In den Unteransprüchen sind vorteilhafte Ausgestaltungen der Erfindung beschrieben.

Die erfindungsgemäß vorgesehene Schichtenstruktur gewährleistet eine homogene Verteilung des Wasserstoffs über das gesamte Eichnormal. Es ist auch auf einfache Weise möglich, die Konzentration des Wasserstoffs im Eichnormal zu variieren, so daß mit einer Vielzahl von Meßpunkten eine exakte Eichkurve gewonnen werden kann.

Nachfolgend werden Ausführungsbeispiele der Erfindung anhand der Zeichnung näher erläutert. Es zeigt

Fig. 1 eine Schrägansicht eines Eichnormals, auf das ein zu eichendes Kernstrahlungs-Feuchtigkeitsmeßgerät aufgesetzt ist;

Fig. 2 eine Fig. 1 ähnelnde Schrägansicht mit einem auf das Eichnormal aufgesetzten zu eichenden Tiefenmeßgerät;

Fig. 3 einen vergrößerten Teilschnitt eines Eichnormals mit einer Anordnung von miteinander abwechselnden dünnen Schichten;

Fig. 4 bis 7 jeweils eine Fig. 3 ähnelnde Darstellung zur Veranschaulichung des Aufbaus verschiedener Eichnormale;

Fig. 8 den Schnitt 8-8 in Fig. 1 in Verbindung mit einem zu eichenden Oberflächenmeßgerät;

Fig. 9 den Schnitt 9-9 in Fig. 2 in Verbindung mit einem zu eichenden Tiefenmeßgerät; und

Fig. 10 eine Eichkurve, wie sie mit Hilfe der Eichnormale gewonnen werden kann.

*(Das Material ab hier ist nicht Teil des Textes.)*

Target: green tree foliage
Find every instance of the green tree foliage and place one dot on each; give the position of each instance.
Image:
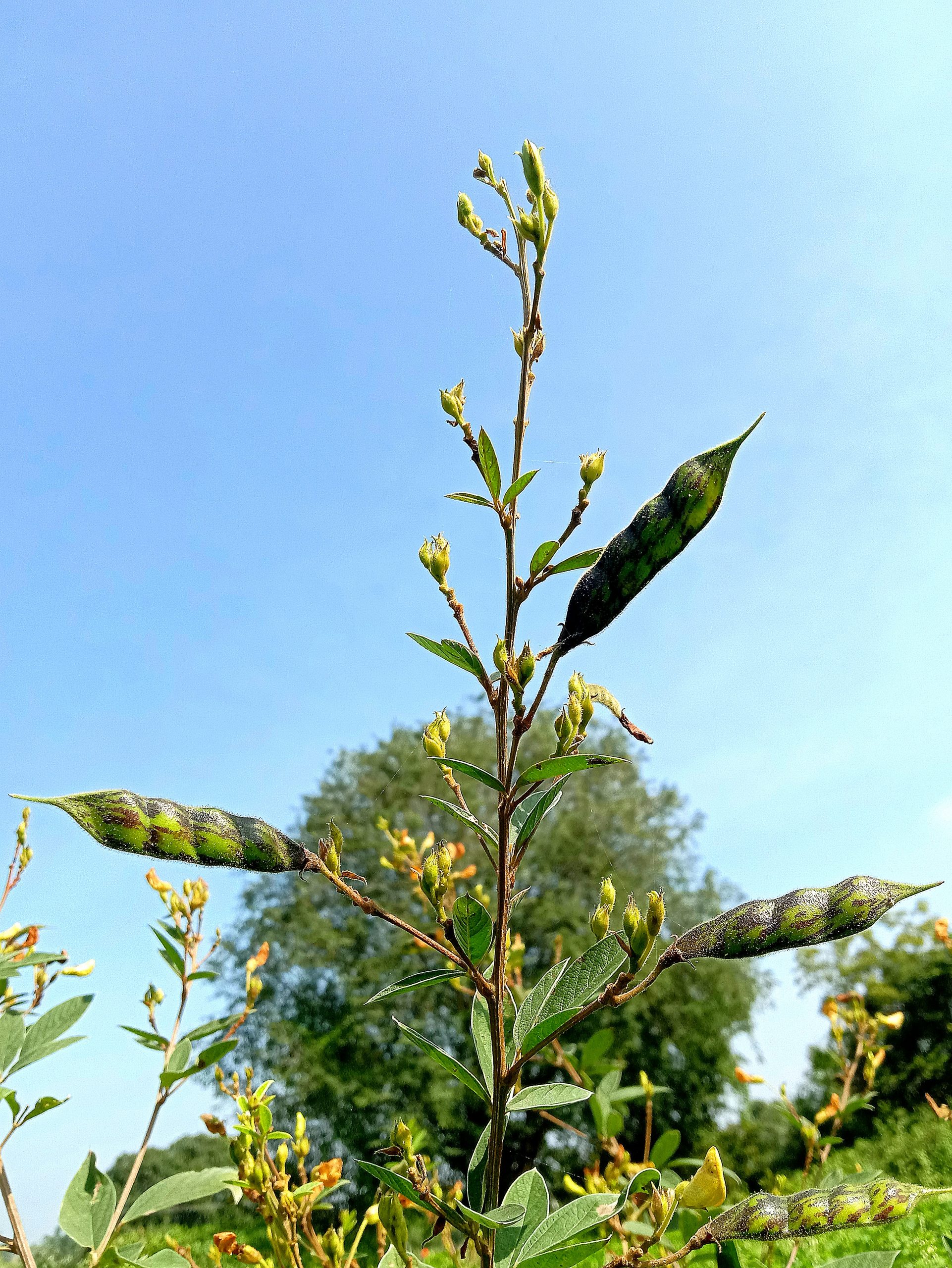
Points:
(901, 968)
(346, 1065)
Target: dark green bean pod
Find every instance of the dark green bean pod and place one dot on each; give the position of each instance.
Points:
(658, 533)
(165, 830)
(796, 920)
(770, 1217)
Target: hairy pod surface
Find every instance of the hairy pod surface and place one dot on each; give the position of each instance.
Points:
(770, 1217)
(189, 834)
(658, 533)
(796, 920)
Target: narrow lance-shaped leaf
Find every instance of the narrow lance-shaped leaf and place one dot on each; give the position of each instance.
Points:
(157, 828)
(796, 920)
(658, 533)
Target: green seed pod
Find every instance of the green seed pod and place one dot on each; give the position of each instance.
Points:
(658, 533)
(770, 1217)
(796, 920)
(164, 830)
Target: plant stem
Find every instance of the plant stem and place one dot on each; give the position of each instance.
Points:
(19, 1235)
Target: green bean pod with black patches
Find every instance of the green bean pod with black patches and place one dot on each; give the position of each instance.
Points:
(796, 920)
(771, 1217)
(658, 533)
(166, 830)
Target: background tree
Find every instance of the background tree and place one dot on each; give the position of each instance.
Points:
(345, 1064)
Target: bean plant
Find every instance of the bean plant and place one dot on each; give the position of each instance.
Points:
(520, 1225)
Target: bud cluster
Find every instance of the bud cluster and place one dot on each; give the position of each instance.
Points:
(642, 931)
(436, 736)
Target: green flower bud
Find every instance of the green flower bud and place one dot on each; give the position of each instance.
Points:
(486, 168)
(440, 562)
(453, 402)
(525, 666)
(464, 210)
(635, 931)
(654, 917)
(533, 168)
(529, 227)
(592, 467)
(501, 656)
(599, 922)
(608, 895)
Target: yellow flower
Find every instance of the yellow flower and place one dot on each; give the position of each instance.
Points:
(706, 1189)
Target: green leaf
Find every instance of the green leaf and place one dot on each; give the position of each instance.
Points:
(449, 1063)
(583, 1214)
(565, 1257)
(528, 1191)
(211, 1027)
(472, 926)
(865, 1260)
(414, 983)
(585, 560)
(184, 1187)
(475, 773)
(42, 1106)
(548, 1096)
(398, 1183)
(458, 813)
(457, 653)
(583, 979)
(473, 499)
(543, 555)
(728, 1256)
(518, 486)
(488, 463)
(55, 1022)
(47, 1050)
(482, 1036)
(13, 1031)
(149, 1039)
(554, 766)
(538, 807)
(477, 1168)
(533, 1004)
(88, 1205)
(169, 952)
(665, 1147)
(499, 1217)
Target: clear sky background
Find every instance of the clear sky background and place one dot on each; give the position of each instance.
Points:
(232, 284)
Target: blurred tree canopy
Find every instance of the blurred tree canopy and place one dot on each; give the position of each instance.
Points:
(345, 1065)
(899, 965)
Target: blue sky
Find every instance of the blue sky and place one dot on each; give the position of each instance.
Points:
(232, 283)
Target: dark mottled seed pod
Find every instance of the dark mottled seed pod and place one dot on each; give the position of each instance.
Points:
(770, 1217)
(658, 533)
(165, 830)
(795, 920)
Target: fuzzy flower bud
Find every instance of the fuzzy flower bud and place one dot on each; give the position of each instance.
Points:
(654, 916)
(533, 168)
(599, 922)
(592, 467)
(608, 895)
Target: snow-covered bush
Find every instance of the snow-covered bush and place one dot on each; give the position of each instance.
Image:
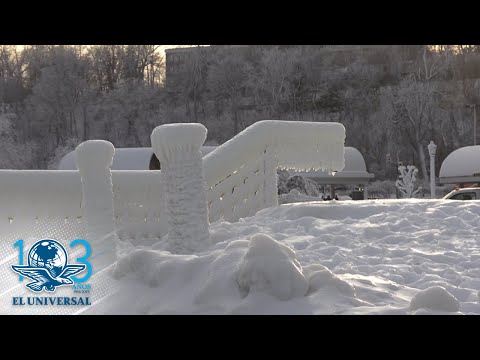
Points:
(287, 183)
(406, 182)
(271, 267)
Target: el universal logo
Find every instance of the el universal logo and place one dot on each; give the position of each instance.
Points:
(48, 269)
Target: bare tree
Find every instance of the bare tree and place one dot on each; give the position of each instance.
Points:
(412, 107)
(226, 82)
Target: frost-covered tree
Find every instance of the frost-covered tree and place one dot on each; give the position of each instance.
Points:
(14, 154)
(406, 182)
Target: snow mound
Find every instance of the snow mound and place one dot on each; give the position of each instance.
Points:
(435, 298)
(319, 276)
(271, 267)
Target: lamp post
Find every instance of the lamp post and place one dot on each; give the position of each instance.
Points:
(474, 106)
(432, 149)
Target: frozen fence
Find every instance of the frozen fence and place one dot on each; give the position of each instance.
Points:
(235, 180)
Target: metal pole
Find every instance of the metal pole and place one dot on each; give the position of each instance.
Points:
(475, 124)
(432, 149)
(432, 176)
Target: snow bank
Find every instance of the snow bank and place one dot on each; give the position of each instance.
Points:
(271, 267)
(435, 298)
(350, 257)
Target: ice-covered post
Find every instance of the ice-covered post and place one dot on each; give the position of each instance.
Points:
(270, 178)
(177, 146)
(432, 149)
(94, 159)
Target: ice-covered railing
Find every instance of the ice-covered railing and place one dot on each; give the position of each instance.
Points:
(241, 174)
(27, 196)
(235, 180)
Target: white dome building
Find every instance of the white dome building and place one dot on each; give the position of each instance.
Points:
(354, 173)
(461, 166)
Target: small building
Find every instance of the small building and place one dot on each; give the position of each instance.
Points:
(461, 167)
(354, 173)
(127, 159)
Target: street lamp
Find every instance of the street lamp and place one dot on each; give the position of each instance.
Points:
(432, 149)
(474, 106)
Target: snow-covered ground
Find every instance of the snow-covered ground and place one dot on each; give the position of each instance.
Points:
(325, 257)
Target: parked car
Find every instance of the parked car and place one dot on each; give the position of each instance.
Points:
(464, 194)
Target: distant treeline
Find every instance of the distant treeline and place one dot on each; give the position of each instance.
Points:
(392, 99)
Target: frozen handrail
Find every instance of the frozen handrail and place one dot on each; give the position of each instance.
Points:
(241, 174)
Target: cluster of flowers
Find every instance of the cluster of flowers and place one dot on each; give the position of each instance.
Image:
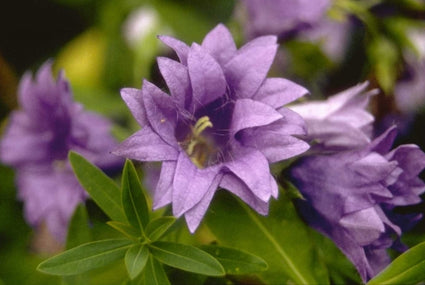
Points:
(221, 126)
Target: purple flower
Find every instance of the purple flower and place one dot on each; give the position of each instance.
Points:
(221, 127)
(350, 197)
(282, 17)
(339, 123)
(37, 142)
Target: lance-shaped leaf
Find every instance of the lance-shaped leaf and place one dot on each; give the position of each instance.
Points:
(186, 257)
(154, 273)
(236, 262)
(135, 259)
(408, 268)
(133, 198)
(125, 229)
(158, 227)
(78, 229)
(281, 239)
(85, 257)
(101, 188)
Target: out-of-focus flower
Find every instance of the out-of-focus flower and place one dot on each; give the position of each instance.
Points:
(309, 21)
(339, 123)
(282, 16)
(409, 92)
(350, 197)
(222, 125)
(36, 144)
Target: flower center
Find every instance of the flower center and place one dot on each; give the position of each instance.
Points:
(198, 147)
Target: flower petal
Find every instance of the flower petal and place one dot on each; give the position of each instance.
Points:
(146, 145)
(206, 76)
(194, 216)
(236, 186)
(191, 184)
(246, 71)
(133, 98)
(177, 78)
(178, 46)
(160, 111)
(248, 113)
(252, 168)
(277, 92)
(219, 43)
(164, 188)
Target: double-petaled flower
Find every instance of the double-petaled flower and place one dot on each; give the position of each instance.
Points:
(350, 196)
(221, 127)
(36, 143)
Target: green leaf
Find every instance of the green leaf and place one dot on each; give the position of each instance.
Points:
(135, 259)
(234, 261)
(101, 188)
(408, 268)
(282, 239)
(85, 257)
(186, 257)
(154, 273)
(125, 229)
(158, 227)
(133, 199)
(78, 229)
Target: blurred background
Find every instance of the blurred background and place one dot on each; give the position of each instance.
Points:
(105, 45)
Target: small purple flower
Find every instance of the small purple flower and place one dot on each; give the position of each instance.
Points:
(282, 17)
(36, 144)
(350, 197)
(221, 127)
(339, 123)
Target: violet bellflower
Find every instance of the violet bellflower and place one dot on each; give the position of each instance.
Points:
(350, 196)
(36, 143)
(339, 123)
(221, 127)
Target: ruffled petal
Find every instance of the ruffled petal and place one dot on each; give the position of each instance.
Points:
(246, 71)
(252, 168)
(178, 46)
(160, 111)
(248, 113)
(146, 145)
(164, 189)
(219, 43)
(236, 186)
(194, 216)
(191, 184)
(277, 92)
(206, 76)
(177, 78)
(133, 98)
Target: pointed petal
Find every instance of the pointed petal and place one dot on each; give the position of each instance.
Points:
(164, 189)
(146, 145)
(365, 226)
(274, 146)
(246, 71)
(384, 142)
(236, 186)
(248, 113)
(252, 168)
(194, 216)
(177, 78)
(277, 92)
(191, 184)
(219, 43)
(178, 46)
(206, 76)
(160, 111)
(133, 98)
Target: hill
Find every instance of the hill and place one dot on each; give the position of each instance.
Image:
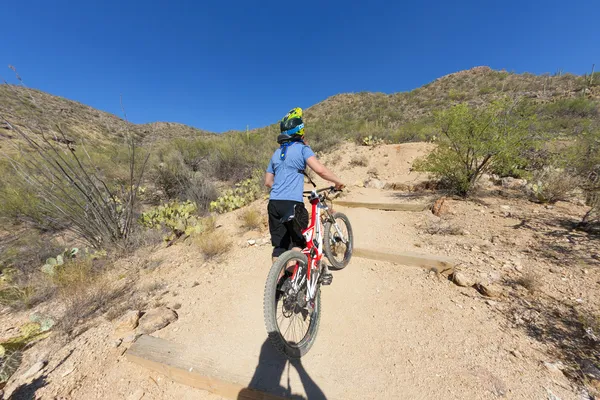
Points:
(40, 111)
(564, 100)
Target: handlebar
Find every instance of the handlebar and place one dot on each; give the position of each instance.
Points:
(330, 189)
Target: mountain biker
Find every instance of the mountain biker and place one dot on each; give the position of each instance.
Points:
(285, 178)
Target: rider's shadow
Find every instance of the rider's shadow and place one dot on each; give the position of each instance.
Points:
(267, 376)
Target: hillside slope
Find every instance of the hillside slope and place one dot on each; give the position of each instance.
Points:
(399, 117)
(45, 112)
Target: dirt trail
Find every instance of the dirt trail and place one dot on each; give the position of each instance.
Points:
(387, 331)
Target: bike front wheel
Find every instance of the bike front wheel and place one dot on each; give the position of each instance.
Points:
(338, 241)
(291, 323)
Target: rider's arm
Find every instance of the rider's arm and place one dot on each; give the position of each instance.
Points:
(323, 172)
(269, 180)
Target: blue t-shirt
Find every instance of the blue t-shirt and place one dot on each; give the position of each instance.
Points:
(289, 181)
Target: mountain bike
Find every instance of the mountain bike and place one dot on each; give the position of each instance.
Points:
(292, 299)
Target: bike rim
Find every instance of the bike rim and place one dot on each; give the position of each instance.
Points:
(293, 320)
(340, 245)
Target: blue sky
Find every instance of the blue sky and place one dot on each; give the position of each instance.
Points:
(221, 65)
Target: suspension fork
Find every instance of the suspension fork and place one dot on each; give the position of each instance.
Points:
(337, 228)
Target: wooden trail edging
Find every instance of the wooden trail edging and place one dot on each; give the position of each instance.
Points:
(442, 265)
(384, 206)
(174, 361)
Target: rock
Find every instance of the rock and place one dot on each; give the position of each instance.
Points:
(552, 396)
(440, 207)
(495, 276)
(262, 242)
(375, 184)
(132, 337)
(137, 395)
(516, 353)
(126, 324)
(488, 290)
(156, 319)
(513, 183)
(33, 370)
(555, 368)
(590, 369)
(461, 279)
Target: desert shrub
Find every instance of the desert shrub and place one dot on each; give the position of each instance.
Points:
(486, 90)
(359, 161)
(242, 194)
(371, 141)
(530, 282)
(214, 244)
(178, 219)
(323, 143)
(72, 192)
(251, 219)
(171, 178)
(441, 227)
(583, 160)
(201, 191)
(578, 107)
(457, 95)
(476, 141)
(550, 185)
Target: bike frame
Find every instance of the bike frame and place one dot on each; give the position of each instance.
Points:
(314, 248)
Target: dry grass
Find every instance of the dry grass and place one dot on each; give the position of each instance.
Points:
(214, 244)
(530, 282)
(359, 161)
(552, 185)
(84, 292)
(335, 159)
(373, 172)
(442, 227)
(251, 219)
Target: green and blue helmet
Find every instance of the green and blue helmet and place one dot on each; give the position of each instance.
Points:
(291, 126)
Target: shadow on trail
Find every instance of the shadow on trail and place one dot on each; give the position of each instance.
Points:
(267, 377)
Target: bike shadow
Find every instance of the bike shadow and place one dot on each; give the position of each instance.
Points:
(269, 371)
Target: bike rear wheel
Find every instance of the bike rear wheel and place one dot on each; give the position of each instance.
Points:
(291, 327)
(338, 241)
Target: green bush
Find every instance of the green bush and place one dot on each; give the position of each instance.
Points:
(476, 141)
(177, 218)
(242, 194)
(550, 185)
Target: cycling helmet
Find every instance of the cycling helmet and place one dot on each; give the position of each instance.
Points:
(291, 126)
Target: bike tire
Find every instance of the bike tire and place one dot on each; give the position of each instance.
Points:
(327, 245)
(270, 304)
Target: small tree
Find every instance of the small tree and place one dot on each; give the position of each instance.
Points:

In Fig. 1 ist ein hydrophobes Eichnormal 10 dargestellt. Wie im folgenden erläutert, ist das Eichnormal 10 insbesondere geeignet, in Verbindung mit einem Kernstrahlungs-Oberflächenmeßgerät 11 benutzt zu werden, das es ermöglicht, den Feuchtigkeitsgehalt einer Oberflächenschicht des Erdbodens zu ermitteln. Da der Aufbau und die Wirkungsweise des Meßgeräts 11 bekannt sind, dürfte sich eine nähere Beschreibung erübrigen.

Das Eichnormal 10 ist hydrophob, d. h. es weist nur eine geringe oder überhaupt keine Affinität zu Wasser auf. Daher wird der wirksame Wasserstoffgehalt des Eichnormals nicht durch Schwankungen des Feuchtigkeitsgehalts der Umgebungsatmosphäre beeinflußt, so daß ein zuverlässiges Eichnormal für Kernstrahlungs-Feuchtigkeitsmesser zur Verfügung steht. Die physikalischen Eigenschaften des Eichnormals 10 sind derart, daß es dem zu eichenden Meßgerät 11 eine Masse mit homogenem Wasserstoffgehalt darbietet. Ferner sind die physikalischen Abmessungen des Eichnormals so gewählt, daß es gegenüber dem Meßgerät 11 als unendlich große Masse zur Wirkung kommt. Gemäß Fig. 1 und 8 gehört zu dem Eichnormal 10 ein Materialkörper mit einer ebenen Fläche 12 zum Aufnehmen eines zu eichenden Oberflächenmeßgeräts 11.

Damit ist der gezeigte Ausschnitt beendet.